Nelson Mandela was elected as the President of the new South Africa in the first free elections by the entire population. The decades of struggle saw the ebb and flow of a wide variety of strategic actions within the anti-apartheid movement. After decades of resistance to the explicitly-racist system, questions and even defections from the white power elite emerged in the 1980s as business leaders, aware of the need for a high-quality workforce and in an effort to build up a small sector of the black population, began to despair at the failure of modest reforms and increased repression. Despite its powerful security forces, mineral wealth and industrial capacity, apartheid South Africa was dependent on its nonwhite labor force, southern African neighbors, and international ties with the industrial West. As these pillars withdrew their support the regime became unsustainable.

In the 1970s, increased labor militancy and community support for opposition forces, along with the successful 1973 strikes in Durban, demonstrated the regime’s vulnerability: brick and tile workers walked off the job one January morning, prompting first transport workers and then industrial and municipal labor to follow suit.

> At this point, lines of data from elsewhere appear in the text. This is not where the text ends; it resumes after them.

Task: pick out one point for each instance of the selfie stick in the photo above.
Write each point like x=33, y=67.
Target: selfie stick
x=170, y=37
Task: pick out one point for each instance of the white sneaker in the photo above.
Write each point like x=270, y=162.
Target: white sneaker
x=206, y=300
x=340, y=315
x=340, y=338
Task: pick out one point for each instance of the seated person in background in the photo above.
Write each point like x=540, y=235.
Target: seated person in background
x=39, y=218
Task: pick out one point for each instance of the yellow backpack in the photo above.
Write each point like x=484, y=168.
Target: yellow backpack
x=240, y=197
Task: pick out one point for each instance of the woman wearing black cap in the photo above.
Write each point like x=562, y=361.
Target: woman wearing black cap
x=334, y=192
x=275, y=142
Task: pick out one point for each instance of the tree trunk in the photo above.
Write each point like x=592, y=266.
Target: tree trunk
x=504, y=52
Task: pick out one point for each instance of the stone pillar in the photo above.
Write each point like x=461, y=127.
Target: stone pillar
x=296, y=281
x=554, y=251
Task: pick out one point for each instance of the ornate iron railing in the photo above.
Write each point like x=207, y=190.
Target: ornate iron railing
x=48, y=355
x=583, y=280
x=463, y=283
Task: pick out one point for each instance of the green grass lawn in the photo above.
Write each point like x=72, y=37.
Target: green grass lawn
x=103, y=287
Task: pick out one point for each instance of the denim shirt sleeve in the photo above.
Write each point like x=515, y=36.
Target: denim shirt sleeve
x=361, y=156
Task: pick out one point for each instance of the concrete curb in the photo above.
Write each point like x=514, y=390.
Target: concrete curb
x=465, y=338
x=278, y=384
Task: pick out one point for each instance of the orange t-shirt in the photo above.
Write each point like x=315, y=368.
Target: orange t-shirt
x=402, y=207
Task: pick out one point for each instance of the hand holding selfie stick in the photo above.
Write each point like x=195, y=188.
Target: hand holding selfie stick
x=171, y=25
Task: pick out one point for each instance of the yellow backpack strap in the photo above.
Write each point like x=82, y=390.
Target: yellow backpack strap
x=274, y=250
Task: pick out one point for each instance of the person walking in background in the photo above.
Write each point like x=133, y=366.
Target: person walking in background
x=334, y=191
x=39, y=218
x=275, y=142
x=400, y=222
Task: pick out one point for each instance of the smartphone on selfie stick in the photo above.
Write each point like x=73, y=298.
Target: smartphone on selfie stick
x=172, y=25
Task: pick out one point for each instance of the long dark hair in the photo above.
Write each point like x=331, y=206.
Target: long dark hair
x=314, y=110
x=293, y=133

By early February, 30,000 workers were on strike in Durban. In 1985, nonviolent pressure continued to build, with 27-year-old Mkhuseli Jack organizing boycotts of white-owned businesses in the city of Port Elizabeth. In addition to direct confrontation with the regime, resistors also created alternative community-based institutions—such as cooperatives, community clinics, legal resource centers, and other organizations—that increasingly marginalized and replaced official governmental institutions.